By Sebastien Blanc
NUSA DUA ~ Hindu priests in Bali, where the world’s nations are gathered to come up with an answer for global warming, think they have one solution – a day of silence.
The proposal harks back to a traditional Balinese festival when everything is switched off and shut down for 24 hours, to try to persuade demons that the island is uninhabited and thus without fresh souls for them to steal.
“We learn from our ancestors to respect the wishes of nature,” said Bhagawandwija, a 63-year-old priest who has been handing out leaflets outside the international climate change conference taking place here.
“Imagine if all the countries in the world observed one day of silence!”

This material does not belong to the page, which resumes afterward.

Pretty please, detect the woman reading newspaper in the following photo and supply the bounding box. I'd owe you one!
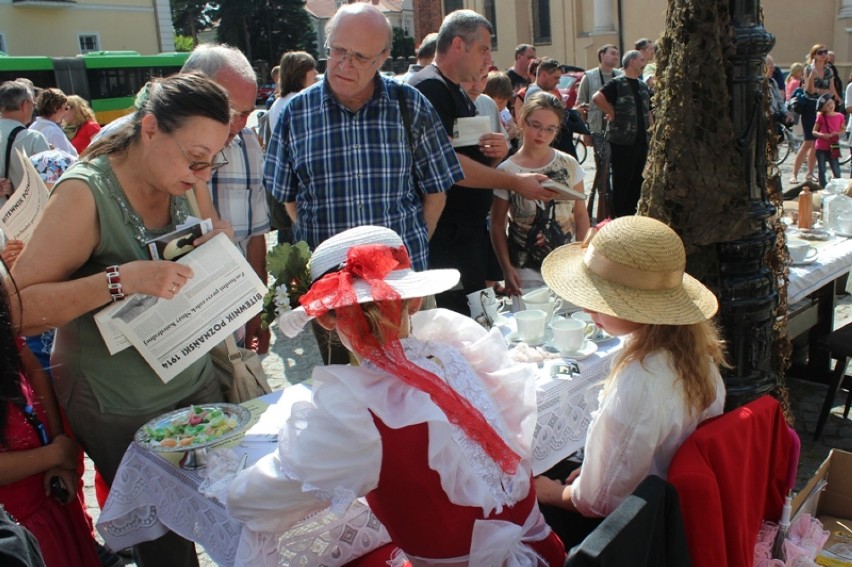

Tourism Minister Jero Wacik said many locals on this resort island, which has long attracted visitors from around the globe, believe the world should copy the festival’s silence.
“Many people in Bali propose that if possible the world has a silent day – not working, all electricity off,” he told reporters. “We save one day.”
In the island’s rich Hindu heritage, the Nyepi festival is the time when evil spirits return to Earth. To persuade them there are no souls left to haunt, Bali shuts down almost entirely.
All restaurants and discos close, to the great annoyance of tourists, who do not realize they are being protected from malignant forces.
Airliners are grounded and the roads are deserted. It is forbidden to turn on lights, make a fire – or even make a noise.
If that seems too drastic a measure to take, local newspapers have been stressing to conference delegates the concept of “Tri Hita Karana,” or the need for harmony with the environment.
According to another Balinese custom, anyone who cuts down one tree is obliged to re-plant 10, said Ida Pedanda Gede Ketut Sebali Tianyar Arimbawa, president of Indonesia’s highest Hindu authority.
He too is convinced that ancestral traditions can provide solutions to the woes of global warming – and points to the subaks or traditional irrigation systems that have watered Bali’s rice terraces for centuries.
The 1,200 subaks in Bali allow water, which comes mainly from four high-level lakes, to flow gently downhill between paddy fields laid in terraces and bordered by irrigation channels.
“The subak is the best irrigation system in the world,” he says.
And even after our lives have ended, we can still make a difference.
Cremation, he says, is simply “the best way of returning to nature.”